A rischio severo di patologia, secondo l’Istituto Superiore di Sanità, sono oltre 1.750.000 persone. Oltre un milione sono i giocatori patologici, con un costo stimato di circa 7 miliardi l’anno. Se a questi si aggiungono i costi indotti, sia in termini sanitari, di comorbilità, che sociali, la spesa sale a 14 miliardi. Questo solo per dire della strumentalità delle argomentazioni che mirano a difendere e proteggere il settore, in quanto grande finanziatore delle casse dello Stato.

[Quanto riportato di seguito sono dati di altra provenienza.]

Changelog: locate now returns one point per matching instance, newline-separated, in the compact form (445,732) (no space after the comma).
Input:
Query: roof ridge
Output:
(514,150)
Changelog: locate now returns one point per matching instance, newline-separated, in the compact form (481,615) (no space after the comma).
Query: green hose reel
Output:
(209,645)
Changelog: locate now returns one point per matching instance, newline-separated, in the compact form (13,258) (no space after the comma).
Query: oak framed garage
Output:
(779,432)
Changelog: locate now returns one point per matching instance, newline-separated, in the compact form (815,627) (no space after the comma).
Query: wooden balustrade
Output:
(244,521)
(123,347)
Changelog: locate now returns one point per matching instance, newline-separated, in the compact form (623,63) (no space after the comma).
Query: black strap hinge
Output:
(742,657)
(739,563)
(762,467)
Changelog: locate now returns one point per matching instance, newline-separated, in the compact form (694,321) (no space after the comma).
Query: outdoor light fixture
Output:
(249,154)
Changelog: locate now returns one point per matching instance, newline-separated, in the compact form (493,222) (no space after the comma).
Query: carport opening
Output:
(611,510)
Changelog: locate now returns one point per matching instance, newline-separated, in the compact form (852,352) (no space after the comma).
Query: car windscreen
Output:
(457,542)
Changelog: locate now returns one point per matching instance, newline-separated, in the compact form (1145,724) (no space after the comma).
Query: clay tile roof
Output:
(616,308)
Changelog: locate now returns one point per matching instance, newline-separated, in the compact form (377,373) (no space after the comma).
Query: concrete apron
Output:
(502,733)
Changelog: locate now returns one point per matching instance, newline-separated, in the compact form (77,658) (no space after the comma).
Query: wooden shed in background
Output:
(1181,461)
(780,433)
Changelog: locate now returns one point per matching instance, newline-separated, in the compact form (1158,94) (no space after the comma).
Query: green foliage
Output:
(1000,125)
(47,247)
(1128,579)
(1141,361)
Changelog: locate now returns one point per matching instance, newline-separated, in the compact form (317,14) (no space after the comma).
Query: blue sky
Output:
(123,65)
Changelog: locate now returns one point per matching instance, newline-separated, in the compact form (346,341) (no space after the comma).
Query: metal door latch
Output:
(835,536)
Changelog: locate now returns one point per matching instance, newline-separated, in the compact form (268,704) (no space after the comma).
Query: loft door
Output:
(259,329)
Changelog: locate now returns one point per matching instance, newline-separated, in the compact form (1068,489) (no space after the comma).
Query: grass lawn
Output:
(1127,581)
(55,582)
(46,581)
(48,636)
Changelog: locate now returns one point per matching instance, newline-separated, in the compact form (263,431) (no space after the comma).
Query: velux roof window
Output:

L’impoverimento generale, l’assenza di occupazione, il fabbisogno di liquidità, spingeranno ancora di più le persone, soprattutto le più fragili, verso quelle che possono sembrare soluzioni facili e immediate: è necessario l’impegno di tutti per impedire che ciò avvenga.
I rischi legati al gioco d’azzardo vanno affrontati alla radice e dal lato dell’offerta, altrimenti le risposte non potranno essere che parziali e inadeguate a rispondere ai problemi sociali, di sicurezza e di salute, che sono in continuo aumento.